Wait! You need this proxy server first
Here is the bridge proxy server:
File: bridge.js:
const http = require("http");
const { URL } = require("url");
const PROXY = new URL(process.env.HTTP_PROXY || "http://host.docker.internal:3128");
const TARGET = "localhost:11434";
http
.createServer((req, res) => {
const proxyReq = http.request(
{
hostname: PROXY.hostname,
port: PROXY.port,
path: "http://" + TARGET + req.url,
method: req.method,
headers: { ...req.headers, host: TARGET },
},
(proxyRes) => {
res.writeHead(proxyRes.statusCode, proxyRes.headers);
proxyRes.pipe(res);
console.log(`[${new Date().toISOString()}] ${req.method} ${req.headers.host} ${req.url} -> ${proxyRes.statusCode}`);
},
);
proxyReq.on("error", (e) => {
res.writeHead(502);
res.end(e.message);
});
req.pipe(proxyReq);
})
.listen(54321, "127.0.0.1");
console.log("Proxy server is running on http://127.0.0.1:54321");
Then you can run it with nohup:
nohup node bridge.js &
Configure your OpenClaw
Let’s configure the channels you need.

Then you need to edit the openclaw.json to configure the model.
"models": {
"mode": "merge",
"providers": {
"ollama": {
"baseUrl": "http://127.0.0.1:54321/v1/",
"apiKey": "empty",
"api": "openai-completions",
"models": [
{
"id": "ollama/qwen3.5",
"name": "ollama/qwen3.5",
"reasoning": false,
"input": [
"text"
],
"cost": {
"input": 0,
"output": 0,
"cacheRead": 0,
"cacheWrite": 0
},
"contextWindow": 256000,
"maxTokens": 204800
}
]
}
}
},
"agents": {
"defaults": {
"model": {
"primary": "ollama/qwen3.5"
},
"models": {
"ollama/qwen3.5": {}
},
"workspace": "/home/agent/.openclaw/workspace"
}
},
Note:
- The
baseUrlis your bridge proxy server URL:http://127.0.0.1:54321/v1/ - Set the correct model id e.g.
ollama/qwen3.5
I was copying the file from sandbox folder back to the workspace.
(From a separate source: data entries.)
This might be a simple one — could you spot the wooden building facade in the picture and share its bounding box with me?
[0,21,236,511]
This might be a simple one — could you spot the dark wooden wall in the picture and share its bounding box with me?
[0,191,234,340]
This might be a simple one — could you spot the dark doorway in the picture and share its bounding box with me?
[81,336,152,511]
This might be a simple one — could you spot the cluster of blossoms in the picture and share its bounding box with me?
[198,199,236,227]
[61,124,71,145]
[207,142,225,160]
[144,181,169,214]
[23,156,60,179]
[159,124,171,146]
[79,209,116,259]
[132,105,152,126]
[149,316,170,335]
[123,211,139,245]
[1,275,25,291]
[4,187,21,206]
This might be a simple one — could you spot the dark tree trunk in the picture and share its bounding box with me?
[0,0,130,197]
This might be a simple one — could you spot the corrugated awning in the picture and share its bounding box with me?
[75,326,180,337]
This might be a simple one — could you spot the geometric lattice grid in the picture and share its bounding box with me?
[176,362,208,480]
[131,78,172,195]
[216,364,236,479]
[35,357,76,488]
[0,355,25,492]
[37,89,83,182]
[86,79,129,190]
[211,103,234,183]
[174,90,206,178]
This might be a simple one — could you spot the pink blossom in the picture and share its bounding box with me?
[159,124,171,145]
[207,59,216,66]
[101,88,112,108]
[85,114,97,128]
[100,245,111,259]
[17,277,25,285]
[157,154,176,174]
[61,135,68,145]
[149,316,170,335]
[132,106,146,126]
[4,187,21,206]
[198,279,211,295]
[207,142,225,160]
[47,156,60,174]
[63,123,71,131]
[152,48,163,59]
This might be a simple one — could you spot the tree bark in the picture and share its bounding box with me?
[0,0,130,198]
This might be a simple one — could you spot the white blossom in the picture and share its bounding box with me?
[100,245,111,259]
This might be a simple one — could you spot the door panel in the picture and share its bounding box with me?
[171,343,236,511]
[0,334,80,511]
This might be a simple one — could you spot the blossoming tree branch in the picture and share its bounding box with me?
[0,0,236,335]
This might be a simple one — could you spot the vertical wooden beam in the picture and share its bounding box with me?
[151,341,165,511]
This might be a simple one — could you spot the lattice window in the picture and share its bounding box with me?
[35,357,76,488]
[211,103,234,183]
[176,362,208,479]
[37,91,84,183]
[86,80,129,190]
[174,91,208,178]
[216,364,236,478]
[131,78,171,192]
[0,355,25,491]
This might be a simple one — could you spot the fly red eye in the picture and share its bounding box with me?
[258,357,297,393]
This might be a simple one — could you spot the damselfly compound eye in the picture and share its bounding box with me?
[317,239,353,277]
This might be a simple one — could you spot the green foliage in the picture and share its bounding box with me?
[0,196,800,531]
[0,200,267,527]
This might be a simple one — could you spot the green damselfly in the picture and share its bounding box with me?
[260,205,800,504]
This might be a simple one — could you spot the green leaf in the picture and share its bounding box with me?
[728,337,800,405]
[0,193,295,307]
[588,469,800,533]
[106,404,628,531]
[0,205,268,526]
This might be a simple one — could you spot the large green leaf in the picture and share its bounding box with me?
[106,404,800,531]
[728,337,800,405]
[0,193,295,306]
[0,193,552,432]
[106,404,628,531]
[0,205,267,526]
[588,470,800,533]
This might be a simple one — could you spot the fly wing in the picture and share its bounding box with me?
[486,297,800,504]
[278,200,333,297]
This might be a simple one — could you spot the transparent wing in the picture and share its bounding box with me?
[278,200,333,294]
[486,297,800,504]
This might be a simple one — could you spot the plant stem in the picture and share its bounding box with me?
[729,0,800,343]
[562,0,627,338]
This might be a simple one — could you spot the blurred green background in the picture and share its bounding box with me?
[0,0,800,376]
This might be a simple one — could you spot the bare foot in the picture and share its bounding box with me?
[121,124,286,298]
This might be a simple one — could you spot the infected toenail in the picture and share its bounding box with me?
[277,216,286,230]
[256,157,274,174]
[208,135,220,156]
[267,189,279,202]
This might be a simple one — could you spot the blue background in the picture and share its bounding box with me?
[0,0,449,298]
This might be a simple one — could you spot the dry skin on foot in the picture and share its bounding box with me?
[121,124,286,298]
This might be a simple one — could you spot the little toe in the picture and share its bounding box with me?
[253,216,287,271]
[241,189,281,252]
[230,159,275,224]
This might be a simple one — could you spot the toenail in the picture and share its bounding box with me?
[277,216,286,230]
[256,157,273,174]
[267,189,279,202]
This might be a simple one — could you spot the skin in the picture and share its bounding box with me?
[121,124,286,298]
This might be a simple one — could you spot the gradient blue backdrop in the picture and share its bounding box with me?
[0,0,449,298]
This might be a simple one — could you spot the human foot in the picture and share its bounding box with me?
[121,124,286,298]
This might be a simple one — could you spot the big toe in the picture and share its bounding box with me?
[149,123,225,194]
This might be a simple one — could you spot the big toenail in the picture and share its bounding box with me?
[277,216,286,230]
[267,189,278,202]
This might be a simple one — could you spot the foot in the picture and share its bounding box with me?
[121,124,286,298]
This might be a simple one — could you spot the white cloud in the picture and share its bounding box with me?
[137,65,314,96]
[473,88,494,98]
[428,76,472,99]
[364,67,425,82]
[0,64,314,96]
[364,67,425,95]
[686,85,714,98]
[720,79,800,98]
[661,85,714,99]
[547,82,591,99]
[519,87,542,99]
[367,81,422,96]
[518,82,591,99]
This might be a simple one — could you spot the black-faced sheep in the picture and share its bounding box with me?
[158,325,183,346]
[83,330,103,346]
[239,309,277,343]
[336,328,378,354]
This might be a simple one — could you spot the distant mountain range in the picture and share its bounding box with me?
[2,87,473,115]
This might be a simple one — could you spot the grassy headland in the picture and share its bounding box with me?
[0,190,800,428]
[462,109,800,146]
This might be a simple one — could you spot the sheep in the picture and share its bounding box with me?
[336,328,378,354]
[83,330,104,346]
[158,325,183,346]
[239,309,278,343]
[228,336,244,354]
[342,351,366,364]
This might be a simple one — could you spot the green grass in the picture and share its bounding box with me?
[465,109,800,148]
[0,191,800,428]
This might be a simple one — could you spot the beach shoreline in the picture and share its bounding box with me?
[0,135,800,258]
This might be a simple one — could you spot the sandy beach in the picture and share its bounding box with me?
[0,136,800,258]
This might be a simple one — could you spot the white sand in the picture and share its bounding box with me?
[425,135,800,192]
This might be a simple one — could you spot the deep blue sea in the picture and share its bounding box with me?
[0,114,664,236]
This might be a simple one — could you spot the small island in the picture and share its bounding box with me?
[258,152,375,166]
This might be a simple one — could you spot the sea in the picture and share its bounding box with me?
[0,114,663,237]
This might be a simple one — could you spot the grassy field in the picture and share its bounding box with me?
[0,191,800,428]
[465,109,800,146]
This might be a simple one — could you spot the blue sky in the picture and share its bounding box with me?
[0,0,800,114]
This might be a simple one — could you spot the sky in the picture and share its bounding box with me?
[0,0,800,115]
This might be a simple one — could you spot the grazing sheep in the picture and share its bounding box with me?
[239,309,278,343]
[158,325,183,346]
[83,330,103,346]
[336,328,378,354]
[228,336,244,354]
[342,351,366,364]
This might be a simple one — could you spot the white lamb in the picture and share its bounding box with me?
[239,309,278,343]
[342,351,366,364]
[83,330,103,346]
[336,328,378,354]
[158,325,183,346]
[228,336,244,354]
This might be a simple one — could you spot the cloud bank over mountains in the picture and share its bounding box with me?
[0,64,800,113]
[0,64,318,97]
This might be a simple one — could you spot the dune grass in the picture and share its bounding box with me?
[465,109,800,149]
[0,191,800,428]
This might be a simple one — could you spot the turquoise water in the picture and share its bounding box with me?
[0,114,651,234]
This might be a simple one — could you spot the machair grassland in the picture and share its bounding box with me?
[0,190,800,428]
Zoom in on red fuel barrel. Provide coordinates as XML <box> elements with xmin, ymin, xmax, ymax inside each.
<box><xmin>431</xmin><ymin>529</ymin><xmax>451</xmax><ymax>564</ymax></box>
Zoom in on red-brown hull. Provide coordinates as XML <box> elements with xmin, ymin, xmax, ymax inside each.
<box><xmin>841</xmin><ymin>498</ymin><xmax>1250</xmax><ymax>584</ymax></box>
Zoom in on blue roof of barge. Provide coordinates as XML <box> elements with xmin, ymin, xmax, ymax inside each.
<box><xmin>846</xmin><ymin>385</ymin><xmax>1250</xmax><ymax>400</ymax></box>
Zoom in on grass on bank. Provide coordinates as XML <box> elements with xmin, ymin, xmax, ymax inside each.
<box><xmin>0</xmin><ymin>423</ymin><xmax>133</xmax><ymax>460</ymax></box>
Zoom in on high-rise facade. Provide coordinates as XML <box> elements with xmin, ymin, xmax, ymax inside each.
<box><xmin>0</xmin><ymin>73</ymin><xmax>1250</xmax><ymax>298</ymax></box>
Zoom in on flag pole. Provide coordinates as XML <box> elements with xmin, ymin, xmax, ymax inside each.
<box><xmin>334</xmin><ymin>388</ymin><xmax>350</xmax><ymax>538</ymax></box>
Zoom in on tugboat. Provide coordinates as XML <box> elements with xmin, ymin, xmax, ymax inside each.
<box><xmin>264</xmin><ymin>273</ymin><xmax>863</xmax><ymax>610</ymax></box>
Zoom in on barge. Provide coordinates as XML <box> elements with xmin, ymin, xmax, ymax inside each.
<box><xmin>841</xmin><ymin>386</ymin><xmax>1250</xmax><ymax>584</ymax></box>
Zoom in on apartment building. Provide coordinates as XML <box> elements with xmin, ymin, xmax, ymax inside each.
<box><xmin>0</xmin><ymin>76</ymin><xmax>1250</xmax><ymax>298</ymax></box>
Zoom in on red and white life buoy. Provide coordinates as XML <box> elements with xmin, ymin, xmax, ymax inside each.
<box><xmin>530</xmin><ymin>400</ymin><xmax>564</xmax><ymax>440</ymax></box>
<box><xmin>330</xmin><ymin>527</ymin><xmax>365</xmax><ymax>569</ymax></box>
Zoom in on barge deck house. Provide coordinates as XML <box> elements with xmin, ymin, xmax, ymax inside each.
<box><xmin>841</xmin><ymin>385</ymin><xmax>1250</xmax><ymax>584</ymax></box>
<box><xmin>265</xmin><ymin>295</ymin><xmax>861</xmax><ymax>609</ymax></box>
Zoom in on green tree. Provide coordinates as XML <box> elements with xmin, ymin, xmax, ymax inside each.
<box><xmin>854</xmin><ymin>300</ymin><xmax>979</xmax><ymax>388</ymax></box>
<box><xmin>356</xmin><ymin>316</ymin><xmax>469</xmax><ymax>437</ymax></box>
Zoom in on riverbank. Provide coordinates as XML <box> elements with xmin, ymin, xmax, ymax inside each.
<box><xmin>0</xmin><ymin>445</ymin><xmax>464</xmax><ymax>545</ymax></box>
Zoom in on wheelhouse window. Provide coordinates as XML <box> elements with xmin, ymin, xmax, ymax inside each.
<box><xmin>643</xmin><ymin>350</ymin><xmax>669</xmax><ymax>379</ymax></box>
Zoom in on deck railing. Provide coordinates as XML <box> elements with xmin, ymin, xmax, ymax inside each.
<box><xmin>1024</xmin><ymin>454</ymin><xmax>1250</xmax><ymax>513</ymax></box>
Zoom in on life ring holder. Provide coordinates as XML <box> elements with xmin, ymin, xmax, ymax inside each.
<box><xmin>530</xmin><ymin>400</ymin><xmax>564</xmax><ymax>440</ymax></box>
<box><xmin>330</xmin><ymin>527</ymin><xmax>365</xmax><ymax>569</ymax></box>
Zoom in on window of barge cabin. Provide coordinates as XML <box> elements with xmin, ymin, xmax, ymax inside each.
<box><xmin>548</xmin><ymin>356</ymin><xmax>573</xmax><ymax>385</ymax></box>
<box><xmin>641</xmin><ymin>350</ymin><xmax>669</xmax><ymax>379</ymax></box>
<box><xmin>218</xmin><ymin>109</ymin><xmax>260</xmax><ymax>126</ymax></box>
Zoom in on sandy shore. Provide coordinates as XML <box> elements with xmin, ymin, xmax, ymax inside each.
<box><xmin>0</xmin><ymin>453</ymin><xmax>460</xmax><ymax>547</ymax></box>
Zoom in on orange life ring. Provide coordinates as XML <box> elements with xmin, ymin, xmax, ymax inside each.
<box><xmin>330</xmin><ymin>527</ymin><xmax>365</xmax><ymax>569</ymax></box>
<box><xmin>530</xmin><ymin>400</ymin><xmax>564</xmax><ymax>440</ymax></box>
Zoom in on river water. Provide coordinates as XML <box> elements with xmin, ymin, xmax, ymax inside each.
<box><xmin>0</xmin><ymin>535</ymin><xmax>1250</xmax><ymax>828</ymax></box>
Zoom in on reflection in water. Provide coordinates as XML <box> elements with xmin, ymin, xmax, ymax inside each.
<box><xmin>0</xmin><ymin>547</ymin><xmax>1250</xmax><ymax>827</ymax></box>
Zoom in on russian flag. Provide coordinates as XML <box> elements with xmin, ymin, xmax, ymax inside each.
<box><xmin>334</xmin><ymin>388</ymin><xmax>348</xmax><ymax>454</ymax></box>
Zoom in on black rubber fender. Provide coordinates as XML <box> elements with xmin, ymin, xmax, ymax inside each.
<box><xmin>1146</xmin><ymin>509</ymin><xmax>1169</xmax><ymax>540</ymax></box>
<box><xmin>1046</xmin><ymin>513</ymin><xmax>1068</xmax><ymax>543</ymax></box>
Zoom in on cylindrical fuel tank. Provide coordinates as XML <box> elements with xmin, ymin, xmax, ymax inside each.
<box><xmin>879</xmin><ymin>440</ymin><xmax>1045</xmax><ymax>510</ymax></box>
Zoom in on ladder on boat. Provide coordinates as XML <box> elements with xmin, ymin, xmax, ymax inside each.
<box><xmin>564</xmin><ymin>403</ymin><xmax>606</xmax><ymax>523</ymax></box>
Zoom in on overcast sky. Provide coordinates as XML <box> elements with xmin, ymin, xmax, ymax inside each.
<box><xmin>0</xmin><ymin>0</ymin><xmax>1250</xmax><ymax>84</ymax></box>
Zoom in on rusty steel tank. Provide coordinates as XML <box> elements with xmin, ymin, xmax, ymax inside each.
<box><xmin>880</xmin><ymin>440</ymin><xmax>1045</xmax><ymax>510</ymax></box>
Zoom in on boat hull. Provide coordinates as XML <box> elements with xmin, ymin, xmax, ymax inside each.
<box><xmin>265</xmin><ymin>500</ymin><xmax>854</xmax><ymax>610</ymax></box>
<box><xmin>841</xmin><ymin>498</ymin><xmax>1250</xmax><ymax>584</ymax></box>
Cause there is no nano or vi inside the sandbox.
Run the gateway
There is either no systemd inside the sandbox. You need to run the gateway in the front:
agent@pocketclaw:sandbox-001$ openclaw gateway --port 18789
🦞 OpenClaw 2026.3.2 (85377a2) — The lobster in your shell. 🦞
│
◇ Doctor warnings ──────────────────────────────────────────────────────────────────────────╮
│ │
│ - channels.telegram.groupPolicy is "allowlist" but groupAllowFrom (and allowFrom) is │
│ empty — all group messages will be silently dropped. Add sender IDs to │
│ channels.telegram.groupAllowFrom or channels.telegram.allowFrom, or set groupPolicy to │
│ "open". │
│ │
├────────────────────────────────────────────────────────────────────────────────────────────╯
22:44:46 [canvas] host mounted at http://127.0.0.1:18789/__openclaw__/canvas/ (root /home/agent/.openclaw/canvas)
22:44:46 [heartbeat] started
22:44:46 [health-monitor] started (interval: 300s, startup-grace: 60s, channel-connect-grace: 120s)
22:44:46 [gateway] agent model: ollama/qwen3.5
22:44:46 [gateway] listening on ws://127.0.0.1:18789, ws://[::1]:18789 (PID 5058)
22:44:46 [gateway] log file: /tmp/openclaw/openclaw-2026-03-07.log
22:44:46 [browser/server] Browser control listening on http://127.0.0.1:18791/ (auth=token)
...
Now you can chat with OpenClaw.

You can also see the M2 GPU is burning.

Upcoming actions
I’ll try to save the sandbox and share. But for now you get a local first OpenClaw deployment with local Ollama service.
Enjoy it and let me know if you have any comments.